A local scattering theory for the effects of isolated roughness on boundary-layer instability and transition: transmission coefficient as an eigenvalue

Abstract

This paper is concerned with the rather broad issue of the impact of abrupt changes (such as isolated roughness, gaps and local suctions) on boundary-layer transition. To fix the idea, we consider the influence of a two-dimensional localized hump (or indentation) on an oncoming Tollmien–Schlichting (T–S) wave. We show that when the length scale of the former is comparable with the characteristic wavelength of the latter, the key physical mechanism to affect transition is through scattering of T–S waves by the roughness-induced mean-flow distortion.
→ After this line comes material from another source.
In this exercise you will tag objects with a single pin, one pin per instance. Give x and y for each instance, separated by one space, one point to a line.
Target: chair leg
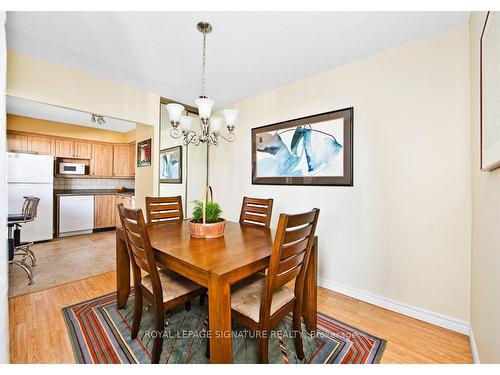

An appropriate mathematical theory, consisting of the boundary-value problem governing the local scattering, is formulated based on triple deck formalism. The transmission coefficient, defined as the ratio of the amplitude of the T–S wave downstream of the roughness to that upstream, serves to characterize the impact on transition. The transmission coefficient appears as the eigenvalue of the discretized boundary-value problem. The latter is solved numerically, and the dependence of the eigenvalue on the height and width of the roughness and the frequency of the T–S wave is investigated. For a roughness element without causing separation, the transmission coefficient is found to be approximately 1.5 for typical frequencies, indicating a moderate but appreciable destabilizing effect. For a roughness causing incipient separation, the transmission coefficient can be as large as $O(10)$, suggesting that immediate transition may take place at the roughness site. A roughness element with a fixed height produces the strongest impact when its width is comparable with the T–S wavelength, in which case the traditional linear stability theory is invalid. The latter however holds approximately when the roughness width is sufficiently large. By studying the two hump case, a criterion when two roughness elements can be regarded as being isolated is suggested. The transmission coefficient can be converted to an equivalent $N$-factor increment, by making use of which the $\text{e}^{N}$-method can be extended to predict transition in the presence of multiple roughness elements.